Al-Ghazali menjelaskan bahwa hakikat dari mashlahat
adalah
المحافظة على مقصود الشرع ومقصود الشرع من
الخلق خمسة وهو أن يحفظ عليهم دينهم ونفسهم وعقلهم ونسلهم ومالهم[5]
“Memelihara
tujuan syara’. Tujuan syari’at dari makhluk itu ada lima, yaitu menjaga agama,
jiwa, akal, keturunan dan harta mereka.”
Amir Syarifuddin menyimpulkan bahwa maslahat itu adalah
sesuatu yang dipandang baik oleh akal sehat karena mendatangkan kebaikan dan
menghindarkan keburukan (kerusakan) bagi manusia, sejalan dengan tujuan syara’
dalam menetapkan hukum.[6]
Terlihat ada perbedaan antara mashlahah dalam
pengertian bahasa dengan mashlahah dalam pengertian syara’. Perbedaannya
terlihat dari segi tujuan syara’ yang dijadikan rujukan. Maslahat dalam
pengertian bahasa merujuk pada tujuan pemenuhan kebutuhan manusia dan karenanya
mengandung pengertian untuk mengikuti syahwat atau hawa nafsu. Sedangkan pada
maslahat menurut syara’ yang selalu menjadi rujukannya adalah tujuan syara’

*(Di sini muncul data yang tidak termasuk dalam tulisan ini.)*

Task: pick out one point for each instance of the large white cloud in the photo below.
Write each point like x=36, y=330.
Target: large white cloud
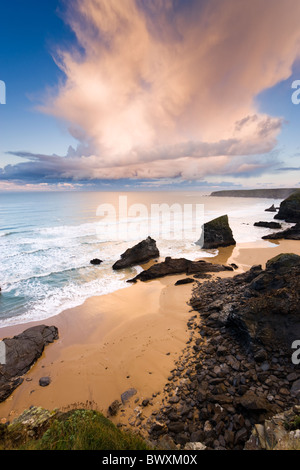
x=160, y=90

yaitu memelihara agama, jiwa, akal, keturunan dan harta tanpa melepaskan tujuan
pemenuhan kebutuhan manusia yaitu mendapatkan kesenangan dan menghindarkan
ketidaksenangan.
Ulama ushul menggunakan beberapa peristilahan yang
berbeda berkaitan dengan metode mencari kemaslahatan ini. Sebagian ulama menggunakan istilah al-Mashlahah
al-Mursalah ( المصلحة
المرسلة ), ada pula yang menggunakan al-Munasib al-Mursal
( المناسب المرسل ) oleh
Ibu Hajib dan Baidawi, al-Istidlal al-Mursal ( الاستدلال المرسل ) oleh Syatibi, atau al-Istishlah
( الاستصلة ) oleh
Al-Gazali.
Rahmat Syafei menjelaskan bahwa dari ketiga istilah itu
meskipun tampak menuju kepada satu tujuan, akan tetapi memiliki tinjauan yang
berbeda-beda. Pertama, dari segi kemaslahatan yang terdapat pada kasus
yang dipersoalkan. Kemaslahatan ditinjau dari segi ini disebut al-Mashlahah
al-Mursalah (kemaslahatan yang terlepas dari dalil khusus) tetapi sejalan
dengan petunjuk-petunjuk umum syari’at Islam. Misalnya pembuatan akta nikah
dinilai memiliki kemaslahatan sebagai pelengkap administrasi akad nikah di masa
sekarang. Kedua, dari segi sifat yang sesuai dengan tujuan syara’ (al-washf
al-munasib) yang mengharuskan adanya suatu ketentuan hukum agar tercipta
suatu kemaslahatan. Misalnya pembuatan akte nikah itu mengandung sifat yang
sesuai dengan tujuan syara’, antara lain menjaga status keturunan. Ketiga, dari
segi proses penetapan hukum terhadap suatu kemaslahatan yang ditunjukkan oleh
dalil khusus. Proses seperti ini disebut Istishlah (menggali dan
menetapkan suatu kemaslahatan). Istilah al-Istishlah dipakai oleh
Al-Ghazali dalam kitabnya, Al-Mustashfa.[7]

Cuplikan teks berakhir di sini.